There was a silence all round, everybody nodding as to approve.
“Why then,” continued the fat man, “should we consider the feelings of our children when they are twenty?  Isn’t it natural that at their age they should consider the love for their Country (I am speaking of decent boys, of course) even greater than the love for us?  Isn’t it natural that it should be so, as after all they must look upon us as upon old boys who cannot move any more and must sit at home?  If Country is a natural necessity like bread of which each of us must eat in order not to die of hunger, somebody must go to defend it.  And our sons go, when they are twenty, and they don’t want tears, because if they die, they die inflamed and happy (I am speaking, of course, of decent boys).  Now, if one dies young and happy, without having the ugly sides of life, the boredom of it, the pettiness, the bitterness of disillusion…what more can we ask for him?  Everyone should stop crying; everyone should laugh, as I do…or at least thank God—as I do—because my son, before dying, sent me a message saying that he was dying satisfied at having ended his life in the best way he could have wished.  That is why, as you see, I do not even wear mourning…”
He shook his light fawn coat as to show it; his livid lip over his missing teeth was trembling, his eyes were watery and motionless, and soon after he ended with a shrill laugh which might well have been a sob.
“Quite so…quite so…” agreed the others.
The woman who, bundled in a corner under her coat, had been sitting and listening had—for the last three months—tried to find in the words of her husband and her friends something to console her in her deep sorrow, something that might show her how a mother should resign herself to send her son not even to death but to a probable danger of life.  Yet not a word had she found amongst the many that had been said…and her grief had been greater in seeing that nobody—as she thought—could share her feelings.

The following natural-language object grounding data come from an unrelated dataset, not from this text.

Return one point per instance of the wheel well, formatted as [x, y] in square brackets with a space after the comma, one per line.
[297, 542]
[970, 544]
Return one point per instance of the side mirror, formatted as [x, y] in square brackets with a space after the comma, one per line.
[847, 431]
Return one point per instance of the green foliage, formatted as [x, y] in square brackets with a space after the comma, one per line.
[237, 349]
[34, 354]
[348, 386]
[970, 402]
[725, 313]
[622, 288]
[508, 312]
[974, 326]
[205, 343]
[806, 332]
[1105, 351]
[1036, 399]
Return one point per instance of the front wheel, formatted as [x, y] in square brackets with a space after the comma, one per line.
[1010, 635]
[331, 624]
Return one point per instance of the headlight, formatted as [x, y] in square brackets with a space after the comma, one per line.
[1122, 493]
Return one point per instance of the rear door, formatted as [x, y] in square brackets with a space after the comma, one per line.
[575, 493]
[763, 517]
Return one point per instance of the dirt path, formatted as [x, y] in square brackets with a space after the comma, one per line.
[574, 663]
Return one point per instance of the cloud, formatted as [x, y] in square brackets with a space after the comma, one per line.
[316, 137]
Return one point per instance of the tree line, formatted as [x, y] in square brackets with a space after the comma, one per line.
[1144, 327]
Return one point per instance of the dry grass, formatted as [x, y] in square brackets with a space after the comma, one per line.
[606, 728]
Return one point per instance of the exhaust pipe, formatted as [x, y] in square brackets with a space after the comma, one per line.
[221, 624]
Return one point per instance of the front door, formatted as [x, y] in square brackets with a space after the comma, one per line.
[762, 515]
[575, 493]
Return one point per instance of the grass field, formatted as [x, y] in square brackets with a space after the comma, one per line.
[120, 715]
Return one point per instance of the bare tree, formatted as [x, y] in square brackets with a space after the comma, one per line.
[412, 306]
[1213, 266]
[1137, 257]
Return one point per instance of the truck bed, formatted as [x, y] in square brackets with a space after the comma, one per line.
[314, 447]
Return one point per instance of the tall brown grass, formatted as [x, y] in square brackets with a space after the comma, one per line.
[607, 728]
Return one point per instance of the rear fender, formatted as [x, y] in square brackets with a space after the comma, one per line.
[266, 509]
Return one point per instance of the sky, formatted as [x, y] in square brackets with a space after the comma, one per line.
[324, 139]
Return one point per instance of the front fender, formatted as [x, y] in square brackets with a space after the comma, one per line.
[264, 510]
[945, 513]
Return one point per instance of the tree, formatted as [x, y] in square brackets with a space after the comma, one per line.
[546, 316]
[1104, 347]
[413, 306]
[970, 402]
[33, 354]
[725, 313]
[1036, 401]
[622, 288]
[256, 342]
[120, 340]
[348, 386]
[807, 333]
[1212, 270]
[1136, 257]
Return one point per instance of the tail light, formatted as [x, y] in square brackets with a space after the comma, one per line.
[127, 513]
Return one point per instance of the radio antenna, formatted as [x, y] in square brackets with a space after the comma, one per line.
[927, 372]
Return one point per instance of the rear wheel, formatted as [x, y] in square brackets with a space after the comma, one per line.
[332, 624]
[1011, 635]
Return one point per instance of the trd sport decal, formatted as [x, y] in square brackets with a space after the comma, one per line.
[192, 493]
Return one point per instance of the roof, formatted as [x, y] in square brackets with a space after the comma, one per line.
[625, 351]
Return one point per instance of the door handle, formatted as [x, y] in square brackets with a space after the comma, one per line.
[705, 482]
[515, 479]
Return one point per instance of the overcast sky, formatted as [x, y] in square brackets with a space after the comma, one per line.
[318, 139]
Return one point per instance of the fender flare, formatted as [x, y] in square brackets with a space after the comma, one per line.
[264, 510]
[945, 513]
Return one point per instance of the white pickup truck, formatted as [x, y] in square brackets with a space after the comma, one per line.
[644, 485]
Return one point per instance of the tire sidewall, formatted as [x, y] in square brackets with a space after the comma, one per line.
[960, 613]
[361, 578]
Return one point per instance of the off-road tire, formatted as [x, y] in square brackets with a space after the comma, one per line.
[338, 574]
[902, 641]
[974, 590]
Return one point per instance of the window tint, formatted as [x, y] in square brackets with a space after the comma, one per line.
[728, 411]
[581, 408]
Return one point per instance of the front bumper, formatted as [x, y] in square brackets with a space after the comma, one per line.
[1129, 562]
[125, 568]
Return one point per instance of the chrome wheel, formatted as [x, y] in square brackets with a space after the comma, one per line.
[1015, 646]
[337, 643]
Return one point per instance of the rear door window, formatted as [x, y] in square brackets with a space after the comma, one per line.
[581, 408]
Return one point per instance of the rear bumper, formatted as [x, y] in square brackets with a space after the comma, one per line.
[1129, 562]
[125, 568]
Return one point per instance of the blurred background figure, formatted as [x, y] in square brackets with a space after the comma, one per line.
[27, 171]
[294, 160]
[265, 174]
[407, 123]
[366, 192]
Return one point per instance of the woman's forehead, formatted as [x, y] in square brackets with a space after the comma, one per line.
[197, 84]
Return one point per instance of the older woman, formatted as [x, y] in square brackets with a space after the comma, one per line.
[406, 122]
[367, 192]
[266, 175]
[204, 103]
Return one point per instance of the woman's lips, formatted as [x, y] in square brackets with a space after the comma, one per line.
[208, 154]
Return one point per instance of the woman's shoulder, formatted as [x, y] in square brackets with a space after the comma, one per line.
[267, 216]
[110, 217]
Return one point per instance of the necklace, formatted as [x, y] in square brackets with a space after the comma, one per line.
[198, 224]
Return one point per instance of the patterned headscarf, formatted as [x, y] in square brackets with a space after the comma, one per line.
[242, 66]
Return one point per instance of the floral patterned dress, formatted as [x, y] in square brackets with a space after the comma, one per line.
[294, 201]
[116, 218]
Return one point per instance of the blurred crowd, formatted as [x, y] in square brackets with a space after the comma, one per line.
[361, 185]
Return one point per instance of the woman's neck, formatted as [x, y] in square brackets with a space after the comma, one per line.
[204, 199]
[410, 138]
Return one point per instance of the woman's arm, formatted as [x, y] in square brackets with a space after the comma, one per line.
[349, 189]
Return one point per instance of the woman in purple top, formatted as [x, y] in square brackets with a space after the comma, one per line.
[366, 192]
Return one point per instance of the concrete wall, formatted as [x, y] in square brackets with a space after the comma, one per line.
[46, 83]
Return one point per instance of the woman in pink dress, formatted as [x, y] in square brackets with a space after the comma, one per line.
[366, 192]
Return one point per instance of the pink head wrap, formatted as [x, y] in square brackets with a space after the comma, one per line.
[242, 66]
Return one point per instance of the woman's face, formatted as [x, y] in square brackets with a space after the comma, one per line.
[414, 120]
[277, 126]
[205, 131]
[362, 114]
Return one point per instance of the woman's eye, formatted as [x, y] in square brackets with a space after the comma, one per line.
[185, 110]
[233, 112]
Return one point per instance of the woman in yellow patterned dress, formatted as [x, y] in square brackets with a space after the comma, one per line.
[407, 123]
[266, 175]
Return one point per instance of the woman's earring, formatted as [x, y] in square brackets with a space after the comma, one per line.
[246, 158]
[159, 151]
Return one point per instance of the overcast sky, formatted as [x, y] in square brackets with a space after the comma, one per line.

But now the words of the traveler amazed and almost stunned her.  She suddenly realized that it wasn’t the others who were wrong and could not understand her but herself who could not rise up to the same height of those fathers and mothers willing to resign themselves, without crying, not only to the departure of their sons but even to their death.
She lifted her head, she bent over from her corner trying to listen with great attention to the details which the fat man was giving to his companions about the way his son had fallen as a hero, for his King and his Country, happy and without regrets.  It seemed to her that she had stumbled into a world she had never dreamt of, a world so far unknown to her, and she was so pleased to hear everyone joining in congratulating that brave father who could so stoically speak of his child’s death.
Then suddenly, just as if she had heard nothing of what had been said and almost as if waking up from a dream, she turned to the old man, asking him:
“Then…is your son really dead?”
Everyone stared at her.  The old man, too, turned to look at her, fixing his great, bulging, horribly watery light gray eyes, deep in her face.  For some time he tried to answer, but words failed him.  He looked and looked at her, almost as if only then—at that silly, incongruous question—he had suddenly realized at last that his son was really dead—gone for ever—for ever.  His face contracted, became horribly distorted, then he snatched in haste a handkerchief from his pocket and, to the amazement of everyone, broke into harrowing, heart-breaking, uncontrollable sobs.